The main takeaway is that this paper describes a layered system: cheap object detection and pose estimation run continuously, a simple dwell-time-plus-behavioral-signal rule gates calls to an expensive VLM, and the VLM component accepts any OpenAI-compatible endpoint. They report 89.5% precision and 92.8% specificity at 59.3% recall on 169 DCSASS clips, release the code, and lay out a cost model claiming $50-100 per store with a single GPU handling 10-20 stores. That combination of model-agnostic design and explicit cost accounting is the concrete piece worth noting. The architecture improves as better VLMs appear without code changes, and they add face obfuscation for privacy. Those are practical engineering choices that address real deployment constraints in retail loss prevention. The soft spots sit in the validation. The 240x drop in VLM invocations is central to the cost and scaling claims, yet the paper only evaluates the downstream VLM on synthesized controlled clips and attributes the recall shortfall to offline sampling. No quantitative data appears on pre-filter trigger rates, false-negative rates, or invocation counts from actual store footage with variable density, occlusions, or lighting. Without those measurements the per-store cost and GPU scaling numbers remain extrapolations. There is also no head-to-head comparison against trained single-model baselines. This is for practitioners and engineers who need a zero-shot, lower-cost starting point for surveillance rather than researchers chasing new model architectures. A reader who wants to prototype or benchmark an applied system would get usable details from the pipeline and the public code. It deserves a serious referee because the pattern is specific, the code is available for inspection, and the claims are falsifiable with additional real-world tests.

Referee Report

3 major / 2 minor

Summary.
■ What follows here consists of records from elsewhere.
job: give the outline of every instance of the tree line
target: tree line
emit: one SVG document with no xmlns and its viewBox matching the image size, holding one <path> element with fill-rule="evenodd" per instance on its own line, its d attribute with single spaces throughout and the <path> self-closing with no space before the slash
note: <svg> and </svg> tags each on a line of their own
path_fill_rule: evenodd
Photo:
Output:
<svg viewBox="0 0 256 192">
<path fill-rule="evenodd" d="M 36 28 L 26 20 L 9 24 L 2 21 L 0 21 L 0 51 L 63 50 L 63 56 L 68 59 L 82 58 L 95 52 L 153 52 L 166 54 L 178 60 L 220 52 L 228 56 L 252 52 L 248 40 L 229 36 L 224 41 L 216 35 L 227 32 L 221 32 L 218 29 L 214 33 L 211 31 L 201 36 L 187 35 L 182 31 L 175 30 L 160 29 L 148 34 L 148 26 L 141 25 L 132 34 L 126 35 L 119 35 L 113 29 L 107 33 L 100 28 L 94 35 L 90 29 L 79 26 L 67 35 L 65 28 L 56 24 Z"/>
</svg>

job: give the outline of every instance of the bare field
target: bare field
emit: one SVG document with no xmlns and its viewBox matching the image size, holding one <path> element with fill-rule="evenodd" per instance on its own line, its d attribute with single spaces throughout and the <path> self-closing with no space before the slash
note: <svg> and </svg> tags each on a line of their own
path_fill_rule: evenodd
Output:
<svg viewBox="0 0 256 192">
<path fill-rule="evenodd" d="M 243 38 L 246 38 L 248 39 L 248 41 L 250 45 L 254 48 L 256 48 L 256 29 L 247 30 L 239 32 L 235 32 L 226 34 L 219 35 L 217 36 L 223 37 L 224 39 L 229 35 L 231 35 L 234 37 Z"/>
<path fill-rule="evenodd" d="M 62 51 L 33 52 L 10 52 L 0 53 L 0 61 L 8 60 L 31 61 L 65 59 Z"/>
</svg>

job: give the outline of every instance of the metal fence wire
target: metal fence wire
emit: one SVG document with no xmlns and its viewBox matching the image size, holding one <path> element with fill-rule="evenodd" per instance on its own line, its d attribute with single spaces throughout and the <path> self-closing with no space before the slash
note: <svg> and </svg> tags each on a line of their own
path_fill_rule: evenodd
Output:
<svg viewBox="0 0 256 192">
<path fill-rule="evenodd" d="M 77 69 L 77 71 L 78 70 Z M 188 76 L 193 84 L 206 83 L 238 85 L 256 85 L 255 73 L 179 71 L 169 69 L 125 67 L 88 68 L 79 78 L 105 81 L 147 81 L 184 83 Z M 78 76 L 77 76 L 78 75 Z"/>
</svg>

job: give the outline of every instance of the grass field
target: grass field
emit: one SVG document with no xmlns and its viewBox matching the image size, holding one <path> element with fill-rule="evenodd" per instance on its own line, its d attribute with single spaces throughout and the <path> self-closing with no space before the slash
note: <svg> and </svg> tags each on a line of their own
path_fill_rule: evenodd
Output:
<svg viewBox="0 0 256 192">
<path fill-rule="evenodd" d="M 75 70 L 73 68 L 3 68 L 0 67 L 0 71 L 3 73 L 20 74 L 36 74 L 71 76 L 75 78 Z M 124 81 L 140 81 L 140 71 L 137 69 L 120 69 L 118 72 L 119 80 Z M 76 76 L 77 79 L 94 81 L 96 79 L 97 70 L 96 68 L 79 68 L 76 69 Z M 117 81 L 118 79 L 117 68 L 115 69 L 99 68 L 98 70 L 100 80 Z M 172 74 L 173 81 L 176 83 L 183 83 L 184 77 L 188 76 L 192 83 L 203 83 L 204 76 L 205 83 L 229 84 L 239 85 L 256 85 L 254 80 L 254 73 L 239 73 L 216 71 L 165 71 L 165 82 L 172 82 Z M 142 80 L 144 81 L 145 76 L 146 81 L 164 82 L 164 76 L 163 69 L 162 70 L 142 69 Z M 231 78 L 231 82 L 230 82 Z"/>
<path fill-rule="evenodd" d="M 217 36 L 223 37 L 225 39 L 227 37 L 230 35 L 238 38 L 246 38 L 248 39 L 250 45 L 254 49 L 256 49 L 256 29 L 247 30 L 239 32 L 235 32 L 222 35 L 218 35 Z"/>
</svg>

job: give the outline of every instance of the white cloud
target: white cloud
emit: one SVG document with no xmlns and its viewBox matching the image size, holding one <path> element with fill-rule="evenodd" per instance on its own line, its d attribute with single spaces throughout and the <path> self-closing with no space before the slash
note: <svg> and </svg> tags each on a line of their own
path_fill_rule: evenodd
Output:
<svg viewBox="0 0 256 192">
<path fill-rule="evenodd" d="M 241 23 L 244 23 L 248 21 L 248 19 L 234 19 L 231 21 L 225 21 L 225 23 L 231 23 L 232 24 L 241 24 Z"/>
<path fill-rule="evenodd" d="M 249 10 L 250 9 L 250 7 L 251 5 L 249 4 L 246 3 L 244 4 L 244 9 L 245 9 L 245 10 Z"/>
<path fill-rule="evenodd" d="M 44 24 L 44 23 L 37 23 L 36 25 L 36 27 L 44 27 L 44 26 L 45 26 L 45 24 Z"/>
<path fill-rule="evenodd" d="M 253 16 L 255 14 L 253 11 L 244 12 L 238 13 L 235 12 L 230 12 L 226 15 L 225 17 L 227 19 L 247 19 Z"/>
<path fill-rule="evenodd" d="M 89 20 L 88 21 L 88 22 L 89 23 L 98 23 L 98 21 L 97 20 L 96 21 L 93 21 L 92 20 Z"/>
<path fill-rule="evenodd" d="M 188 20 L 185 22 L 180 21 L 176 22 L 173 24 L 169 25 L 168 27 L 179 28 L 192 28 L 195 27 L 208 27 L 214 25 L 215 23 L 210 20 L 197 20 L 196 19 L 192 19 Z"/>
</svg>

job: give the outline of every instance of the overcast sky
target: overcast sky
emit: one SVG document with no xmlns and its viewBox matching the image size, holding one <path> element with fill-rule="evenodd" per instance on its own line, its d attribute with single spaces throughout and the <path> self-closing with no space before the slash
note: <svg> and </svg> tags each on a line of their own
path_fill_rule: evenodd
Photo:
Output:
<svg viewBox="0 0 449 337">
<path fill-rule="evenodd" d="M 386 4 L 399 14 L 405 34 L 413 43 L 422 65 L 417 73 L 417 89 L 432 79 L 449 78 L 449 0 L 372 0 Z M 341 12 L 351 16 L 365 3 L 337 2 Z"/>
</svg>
The manuscript introduces Paza, a zero-shot retail theft detection framework that orchestrates cheap continuous models (object detection and pose estimation) with selective invocation of a vision-language model (VLM) only when a multi-signal pre-filter (dwell time plus at least one behavioral cue) triggers. It claims this reduces VLM calls by 240x, enabling a single GPU to serve 10-20 stores at $50-100/month, reports 89.5% precision and 92.8% specificity at 59.3% recall on 169 DCSASS clips without any training, provides an explicit cost model, and releases code for a model-agnostic design using any OpenAI-compatible VLM endpoint.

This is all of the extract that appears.